I am thinking I need to post a want add. It would go something like this – Needed. Recipe taste testers willing to help us eat all the things I want to make. I have SO MANY fall-themed recipes on my list to try, and truthfully, I haven’t really started on any of them. I am absolutely paralyzed by the list itself, and the ability for the two of us to have a managable amount of food. Anyone have some teenage boys they want to lend me for a couple weeks?? 🙂
This cheesecake is the only dessert we’ve tackled so far, and I can’t take any credit for it because the hubby made it. He had a coworker that was leaving for a new job, so this was her parting gift. Not too bad of a gig if I do say so myself.
The recipe for this cheesecake comes from Food Network Magazine, and it really is one heck of a cheesecake. The hubby took this to work with some whipped cream, and not much of it made it back home. Our changes to the recipe were pretty minor – Greek yogurt rather than sour cream and cinnamon graham crackers for the crust. Crushed gingersnaps would make a great crust here too.
Speaking of cheesecakes, does anyone have a better method for a water bath? Whenever I try to wrap the pan and bake it in water, I always end up with a leak, so my new method is just to place a pan full of water in the oven on a rack below the cheesecake. What I don’t know is if my new method actually makes a difference…Crack or no crack, cheesecake is still great in my book. Enjoy!
Almost-Famous Pupmkin Cheesecake
Slightly adapted from Food Network Magazine
12 Tbsp. unsalted butter, melted
2-1/2 cups cinnamon graham crackers, crushed
2-3/4 cups sugar, divided
2 lbs. (four 8-oz pkg) cream cheese, at room temperature
1/4 cup non-fat Greek yogurt
1 (15 oz) can pumpkin puree
6 large eggs, at room temperature, lightly beaten
1 Tbsp. vanilla extract
2-1/2 tsp. cinnamon
1 tsp. ground ginger
1/4 tsp. ground cloves
whipped cream for serving
Preheat the oven to 325 degrees F. Grease a 10-inch springform pan.

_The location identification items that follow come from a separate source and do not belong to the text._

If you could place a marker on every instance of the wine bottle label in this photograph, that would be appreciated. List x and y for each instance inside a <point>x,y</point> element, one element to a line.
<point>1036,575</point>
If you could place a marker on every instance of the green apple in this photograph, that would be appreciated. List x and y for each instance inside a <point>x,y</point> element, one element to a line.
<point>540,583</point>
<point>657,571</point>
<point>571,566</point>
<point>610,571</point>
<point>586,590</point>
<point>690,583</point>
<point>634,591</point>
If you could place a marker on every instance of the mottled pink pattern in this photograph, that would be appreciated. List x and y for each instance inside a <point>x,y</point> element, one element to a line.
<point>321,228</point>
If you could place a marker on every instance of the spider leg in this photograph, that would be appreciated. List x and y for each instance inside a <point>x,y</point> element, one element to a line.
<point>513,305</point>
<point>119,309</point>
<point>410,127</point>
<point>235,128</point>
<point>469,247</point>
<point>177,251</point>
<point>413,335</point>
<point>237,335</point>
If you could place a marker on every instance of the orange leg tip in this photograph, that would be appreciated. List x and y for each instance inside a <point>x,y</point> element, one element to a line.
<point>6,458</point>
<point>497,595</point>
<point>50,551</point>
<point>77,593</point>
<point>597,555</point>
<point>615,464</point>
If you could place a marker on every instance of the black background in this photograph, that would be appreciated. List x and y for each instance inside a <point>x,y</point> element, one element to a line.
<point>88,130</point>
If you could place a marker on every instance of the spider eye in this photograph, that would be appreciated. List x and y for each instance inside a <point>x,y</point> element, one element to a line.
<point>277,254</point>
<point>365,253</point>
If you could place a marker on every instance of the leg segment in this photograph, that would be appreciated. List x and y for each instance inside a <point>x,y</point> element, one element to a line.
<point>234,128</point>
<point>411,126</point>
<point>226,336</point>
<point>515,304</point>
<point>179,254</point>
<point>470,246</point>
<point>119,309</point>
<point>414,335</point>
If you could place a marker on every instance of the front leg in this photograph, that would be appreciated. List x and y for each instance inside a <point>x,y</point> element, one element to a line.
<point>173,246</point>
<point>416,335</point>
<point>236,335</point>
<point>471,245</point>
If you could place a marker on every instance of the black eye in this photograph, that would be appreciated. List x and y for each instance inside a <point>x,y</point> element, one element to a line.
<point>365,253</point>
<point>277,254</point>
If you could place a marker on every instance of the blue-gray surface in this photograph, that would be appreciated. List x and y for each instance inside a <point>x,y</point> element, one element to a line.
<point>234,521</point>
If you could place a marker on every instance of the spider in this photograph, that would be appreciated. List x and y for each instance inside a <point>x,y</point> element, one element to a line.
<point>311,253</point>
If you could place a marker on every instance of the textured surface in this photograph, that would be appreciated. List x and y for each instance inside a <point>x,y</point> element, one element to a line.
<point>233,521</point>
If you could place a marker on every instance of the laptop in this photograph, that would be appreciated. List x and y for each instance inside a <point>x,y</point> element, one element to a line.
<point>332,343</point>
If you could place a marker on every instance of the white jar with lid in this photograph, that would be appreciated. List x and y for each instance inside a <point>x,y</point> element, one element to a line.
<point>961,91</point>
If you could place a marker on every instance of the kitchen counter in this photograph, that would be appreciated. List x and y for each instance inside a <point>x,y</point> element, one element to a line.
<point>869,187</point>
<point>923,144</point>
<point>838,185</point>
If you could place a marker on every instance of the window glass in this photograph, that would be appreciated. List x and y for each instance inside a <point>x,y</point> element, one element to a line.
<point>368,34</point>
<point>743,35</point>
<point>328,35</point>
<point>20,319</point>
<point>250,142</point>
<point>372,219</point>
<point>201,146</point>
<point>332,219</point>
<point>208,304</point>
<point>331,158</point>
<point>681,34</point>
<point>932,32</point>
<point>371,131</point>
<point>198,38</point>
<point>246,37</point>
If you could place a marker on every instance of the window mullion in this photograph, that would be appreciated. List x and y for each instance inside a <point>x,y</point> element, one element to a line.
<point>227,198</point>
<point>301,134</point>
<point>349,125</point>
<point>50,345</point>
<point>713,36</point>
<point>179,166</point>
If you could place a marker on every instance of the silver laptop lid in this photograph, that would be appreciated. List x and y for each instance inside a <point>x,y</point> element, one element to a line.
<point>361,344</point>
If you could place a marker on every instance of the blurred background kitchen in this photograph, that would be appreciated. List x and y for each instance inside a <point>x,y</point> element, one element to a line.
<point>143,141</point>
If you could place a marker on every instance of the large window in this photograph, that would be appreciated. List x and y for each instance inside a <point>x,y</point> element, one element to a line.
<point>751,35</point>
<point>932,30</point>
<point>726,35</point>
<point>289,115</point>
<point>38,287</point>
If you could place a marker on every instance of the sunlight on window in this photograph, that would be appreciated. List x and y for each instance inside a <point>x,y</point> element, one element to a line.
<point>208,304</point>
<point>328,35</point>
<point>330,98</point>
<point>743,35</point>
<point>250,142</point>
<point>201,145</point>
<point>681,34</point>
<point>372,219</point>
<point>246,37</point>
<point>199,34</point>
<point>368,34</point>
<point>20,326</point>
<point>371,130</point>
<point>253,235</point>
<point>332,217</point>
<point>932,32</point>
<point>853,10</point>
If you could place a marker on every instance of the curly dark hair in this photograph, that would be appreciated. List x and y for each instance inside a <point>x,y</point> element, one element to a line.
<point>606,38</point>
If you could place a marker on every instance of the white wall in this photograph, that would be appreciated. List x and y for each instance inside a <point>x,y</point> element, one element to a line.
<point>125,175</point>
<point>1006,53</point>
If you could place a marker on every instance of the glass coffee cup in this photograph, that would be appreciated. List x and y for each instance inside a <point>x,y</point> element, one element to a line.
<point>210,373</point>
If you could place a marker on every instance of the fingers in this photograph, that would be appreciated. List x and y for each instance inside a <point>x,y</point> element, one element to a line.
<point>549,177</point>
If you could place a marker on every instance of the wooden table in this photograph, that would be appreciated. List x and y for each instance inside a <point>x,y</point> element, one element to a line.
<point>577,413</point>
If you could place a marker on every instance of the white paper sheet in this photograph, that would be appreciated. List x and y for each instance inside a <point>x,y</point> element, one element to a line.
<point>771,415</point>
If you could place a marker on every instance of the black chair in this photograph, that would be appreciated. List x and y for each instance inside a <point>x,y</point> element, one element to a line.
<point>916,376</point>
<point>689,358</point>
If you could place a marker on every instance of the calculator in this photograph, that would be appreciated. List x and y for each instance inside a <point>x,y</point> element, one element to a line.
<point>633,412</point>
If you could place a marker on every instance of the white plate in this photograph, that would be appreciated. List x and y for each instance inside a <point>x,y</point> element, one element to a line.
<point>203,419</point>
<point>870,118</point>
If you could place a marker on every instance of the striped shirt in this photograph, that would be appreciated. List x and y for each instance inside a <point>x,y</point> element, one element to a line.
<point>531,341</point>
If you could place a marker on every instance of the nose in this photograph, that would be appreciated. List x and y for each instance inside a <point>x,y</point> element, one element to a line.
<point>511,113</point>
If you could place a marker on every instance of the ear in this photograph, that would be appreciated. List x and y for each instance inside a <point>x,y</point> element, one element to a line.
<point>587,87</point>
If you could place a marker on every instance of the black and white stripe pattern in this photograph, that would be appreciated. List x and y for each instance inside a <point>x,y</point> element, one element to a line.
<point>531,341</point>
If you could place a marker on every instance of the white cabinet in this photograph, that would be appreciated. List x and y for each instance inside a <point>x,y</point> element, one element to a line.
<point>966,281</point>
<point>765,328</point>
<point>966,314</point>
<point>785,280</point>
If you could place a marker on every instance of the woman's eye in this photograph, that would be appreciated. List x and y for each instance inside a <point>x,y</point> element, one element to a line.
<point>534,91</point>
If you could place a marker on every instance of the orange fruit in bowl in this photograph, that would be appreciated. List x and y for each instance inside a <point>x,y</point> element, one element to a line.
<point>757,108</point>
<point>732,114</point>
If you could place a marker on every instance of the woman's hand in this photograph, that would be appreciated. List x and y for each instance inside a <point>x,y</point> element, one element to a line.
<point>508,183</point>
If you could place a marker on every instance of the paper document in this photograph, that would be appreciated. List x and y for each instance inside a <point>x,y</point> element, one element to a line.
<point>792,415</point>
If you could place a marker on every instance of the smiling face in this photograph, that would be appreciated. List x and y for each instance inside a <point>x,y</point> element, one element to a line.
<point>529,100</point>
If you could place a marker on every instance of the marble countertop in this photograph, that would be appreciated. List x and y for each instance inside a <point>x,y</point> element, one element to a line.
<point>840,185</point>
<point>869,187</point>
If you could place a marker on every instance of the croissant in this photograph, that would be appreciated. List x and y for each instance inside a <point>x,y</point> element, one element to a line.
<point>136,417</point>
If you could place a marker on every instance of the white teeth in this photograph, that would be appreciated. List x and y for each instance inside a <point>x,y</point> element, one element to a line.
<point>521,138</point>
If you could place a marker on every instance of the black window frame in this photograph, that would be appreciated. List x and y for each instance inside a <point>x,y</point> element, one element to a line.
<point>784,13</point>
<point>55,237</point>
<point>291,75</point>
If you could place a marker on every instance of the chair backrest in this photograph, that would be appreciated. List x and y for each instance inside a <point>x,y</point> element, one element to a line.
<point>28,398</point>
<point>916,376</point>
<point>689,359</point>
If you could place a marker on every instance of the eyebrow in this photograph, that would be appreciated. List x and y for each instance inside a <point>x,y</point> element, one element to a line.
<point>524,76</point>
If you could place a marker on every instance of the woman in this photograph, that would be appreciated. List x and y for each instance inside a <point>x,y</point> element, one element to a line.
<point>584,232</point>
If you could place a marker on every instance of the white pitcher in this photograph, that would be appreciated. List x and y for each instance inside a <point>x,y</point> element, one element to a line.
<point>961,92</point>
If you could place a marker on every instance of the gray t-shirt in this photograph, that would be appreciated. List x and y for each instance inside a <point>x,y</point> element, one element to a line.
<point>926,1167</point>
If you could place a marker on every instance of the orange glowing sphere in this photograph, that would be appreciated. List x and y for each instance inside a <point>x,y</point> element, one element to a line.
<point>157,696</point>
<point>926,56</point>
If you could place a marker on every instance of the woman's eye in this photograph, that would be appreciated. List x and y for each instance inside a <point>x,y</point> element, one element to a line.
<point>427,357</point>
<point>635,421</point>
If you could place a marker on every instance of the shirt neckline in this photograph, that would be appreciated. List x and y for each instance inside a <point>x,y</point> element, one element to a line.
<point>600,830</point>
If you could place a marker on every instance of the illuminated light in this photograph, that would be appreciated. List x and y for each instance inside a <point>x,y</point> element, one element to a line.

Combine the graham cracker crumbs, butter, 1/4 cup sugar, and a pinch of salt. Press the crumb mixture onto the bottom and up the sides of the springform pan. Bake, 15-20 minutes or until the crust just starts to brown. Cool completely. If desired, wrap the outside of the pan in foil for a water bath.
In a stand mixer, beat the cream cheese until smooth. Add the remaining 2-1/2 cups sugar, and beat just until the mixture lightens. Beat in the sour cream. Add the pumpkin, eggs, vanilla, 1 teaspoon salt, cinnamon, ginger, and cloves. Mix until just combined. Pour into the prepared crust.
Fill a large, rimmed pan (roasting pan) with warm water. If you wrapped the cheesecake, place the pan in the water and place them in the oven together. If you did not wrap the cheesecake crust, place the roasting pan (with water) in the oven on the rack below the cheesecake. Bake until the outsides of the cheesecake are set but the middle is still wobbly, about 1 hour and 45 minutes. Turn off the oven and open the door. Leave the cheesecake in the oven for at least 1 more hour, then place on a rack to cool completely. Cover and refrigerate for at least 8 hours before serving.